Wonderful observation. I had taken the code from, I believe, something
from Mr. Walkenbach, and honestly hadn't considered the very simple
idea that they were already closing the workbook.
Thank you.
Daniel
George Nicholson wrote:
> My guess is that your "Me.Close" is causing the 2nd BeforeClose event to be
> triggered.
>
> You don't need this (it is redundant but I don't know why you don't go into
> an endless loop).
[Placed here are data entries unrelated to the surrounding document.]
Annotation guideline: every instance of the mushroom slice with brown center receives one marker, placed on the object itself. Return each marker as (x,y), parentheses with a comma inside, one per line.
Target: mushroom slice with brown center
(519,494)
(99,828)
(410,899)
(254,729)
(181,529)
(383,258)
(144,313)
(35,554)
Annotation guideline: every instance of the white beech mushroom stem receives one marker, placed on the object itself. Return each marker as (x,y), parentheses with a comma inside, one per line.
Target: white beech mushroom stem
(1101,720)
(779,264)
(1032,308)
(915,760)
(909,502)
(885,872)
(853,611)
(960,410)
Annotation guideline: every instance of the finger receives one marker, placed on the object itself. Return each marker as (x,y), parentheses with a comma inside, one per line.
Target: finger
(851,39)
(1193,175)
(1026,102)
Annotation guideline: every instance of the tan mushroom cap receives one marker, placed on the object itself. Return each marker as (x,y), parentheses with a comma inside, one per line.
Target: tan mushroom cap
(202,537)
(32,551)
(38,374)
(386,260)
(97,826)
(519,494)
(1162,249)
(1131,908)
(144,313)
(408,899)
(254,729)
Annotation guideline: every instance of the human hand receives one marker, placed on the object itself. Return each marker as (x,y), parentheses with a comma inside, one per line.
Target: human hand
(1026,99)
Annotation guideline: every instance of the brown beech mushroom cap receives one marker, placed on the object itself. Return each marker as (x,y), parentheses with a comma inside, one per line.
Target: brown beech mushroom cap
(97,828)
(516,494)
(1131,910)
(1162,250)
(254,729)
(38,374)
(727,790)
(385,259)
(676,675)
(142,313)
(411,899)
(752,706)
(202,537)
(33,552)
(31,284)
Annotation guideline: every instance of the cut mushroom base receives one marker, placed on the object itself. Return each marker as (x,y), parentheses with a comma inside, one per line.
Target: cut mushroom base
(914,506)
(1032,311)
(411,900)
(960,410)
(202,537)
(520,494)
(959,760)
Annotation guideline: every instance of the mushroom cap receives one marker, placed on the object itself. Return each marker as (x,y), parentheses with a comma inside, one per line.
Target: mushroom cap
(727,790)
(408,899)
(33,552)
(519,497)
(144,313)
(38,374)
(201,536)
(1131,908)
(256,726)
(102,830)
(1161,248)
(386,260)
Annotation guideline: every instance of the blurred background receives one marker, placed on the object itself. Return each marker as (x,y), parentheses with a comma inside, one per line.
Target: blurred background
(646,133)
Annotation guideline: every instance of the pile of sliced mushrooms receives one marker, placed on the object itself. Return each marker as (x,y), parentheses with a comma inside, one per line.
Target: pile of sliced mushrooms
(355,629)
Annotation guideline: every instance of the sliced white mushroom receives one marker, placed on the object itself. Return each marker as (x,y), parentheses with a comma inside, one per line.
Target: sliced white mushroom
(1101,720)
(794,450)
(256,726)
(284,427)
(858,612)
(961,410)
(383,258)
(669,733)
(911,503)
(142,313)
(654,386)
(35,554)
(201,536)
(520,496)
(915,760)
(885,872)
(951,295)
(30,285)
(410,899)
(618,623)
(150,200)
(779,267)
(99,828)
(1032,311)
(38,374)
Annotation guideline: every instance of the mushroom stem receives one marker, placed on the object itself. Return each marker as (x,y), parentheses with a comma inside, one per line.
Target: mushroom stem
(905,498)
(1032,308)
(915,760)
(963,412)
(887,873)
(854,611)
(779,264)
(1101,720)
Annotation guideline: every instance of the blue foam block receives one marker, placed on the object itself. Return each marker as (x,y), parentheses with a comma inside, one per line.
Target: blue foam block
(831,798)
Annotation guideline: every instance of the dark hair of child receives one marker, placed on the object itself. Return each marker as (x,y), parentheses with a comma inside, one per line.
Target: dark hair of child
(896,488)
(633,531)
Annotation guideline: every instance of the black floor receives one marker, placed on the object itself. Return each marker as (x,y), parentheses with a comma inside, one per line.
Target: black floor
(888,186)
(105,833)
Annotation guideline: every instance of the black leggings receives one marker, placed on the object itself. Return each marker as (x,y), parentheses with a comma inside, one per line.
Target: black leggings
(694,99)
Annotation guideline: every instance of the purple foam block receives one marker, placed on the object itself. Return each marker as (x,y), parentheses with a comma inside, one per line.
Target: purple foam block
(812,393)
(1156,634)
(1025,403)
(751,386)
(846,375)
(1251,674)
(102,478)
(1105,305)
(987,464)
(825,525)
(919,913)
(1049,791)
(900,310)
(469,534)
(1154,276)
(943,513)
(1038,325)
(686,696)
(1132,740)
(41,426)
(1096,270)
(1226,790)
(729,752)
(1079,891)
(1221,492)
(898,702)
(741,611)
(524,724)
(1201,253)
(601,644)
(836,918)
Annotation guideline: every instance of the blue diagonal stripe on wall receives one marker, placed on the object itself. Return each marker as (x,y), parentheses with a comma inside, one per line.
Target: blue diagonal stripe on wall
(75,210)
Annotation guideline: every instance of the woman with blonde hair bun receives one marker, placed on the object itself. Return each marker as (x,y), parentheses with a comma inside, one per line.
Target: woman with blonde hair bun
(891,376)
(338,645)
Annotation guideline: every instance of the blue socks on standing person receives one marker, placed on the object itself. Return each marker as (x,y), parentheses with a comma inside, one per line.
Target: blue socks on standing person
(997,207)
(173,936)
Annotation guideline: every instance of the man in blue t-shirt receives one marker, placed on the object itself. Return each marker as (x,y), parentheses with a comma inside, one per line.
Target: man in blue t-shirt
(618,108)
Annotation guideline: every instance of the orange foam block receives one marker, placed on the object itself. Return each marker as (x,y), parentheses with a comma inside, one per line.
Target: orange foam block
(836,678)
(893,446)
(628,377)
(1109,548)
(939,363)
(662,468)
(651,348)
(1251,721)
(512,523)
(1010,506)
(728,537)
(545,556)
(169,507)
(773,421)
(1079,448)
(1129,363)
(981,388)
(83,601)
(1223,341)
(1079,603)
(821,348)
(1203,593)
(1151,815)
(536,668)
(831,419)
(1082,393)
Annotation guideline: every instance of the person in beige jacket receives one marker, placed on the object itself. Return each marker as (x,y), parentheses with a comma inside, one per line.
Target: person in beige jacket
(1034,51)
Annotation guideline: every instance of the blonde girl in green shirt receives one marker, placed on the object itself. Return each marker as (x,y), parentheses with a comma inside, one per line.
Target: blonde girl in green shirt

Excel is on the verge of closing the workbook and will do
> so *unless* you set Cancel = True within BeforeClose so you don't need to
> close it yourself.
>
> However, assuming that you don't want the user to see Excel's built-in "do
> you want to save changes?" prompt, you should replace Me.Close with the
> following:
> Me.Saved = True
> That will make Excel think that no changes have been made to the workbook
> since the last save so it won't ask the user about saving and will simply
> proceed with the close-in-process.
>
> HTH,
> --
> George Nicholson
>
> Remove 'Junk' from return address.
>
>
> "Daniel Black" <(E-Mail Removed)> wrote in message
> news:(E-Mail Removed)...
> > Hi there,
> >
> > I have a macro in tied to the BeforeClose event, as noted below:
> >
> > Private Sub Workbook_BeforeClose(Cancel As Boolean)
> > Dim Msg, Style, Title, Help, Ctxt, Response, MyString
> > Msg = "Do you want to save and make a backup?" ' Define message.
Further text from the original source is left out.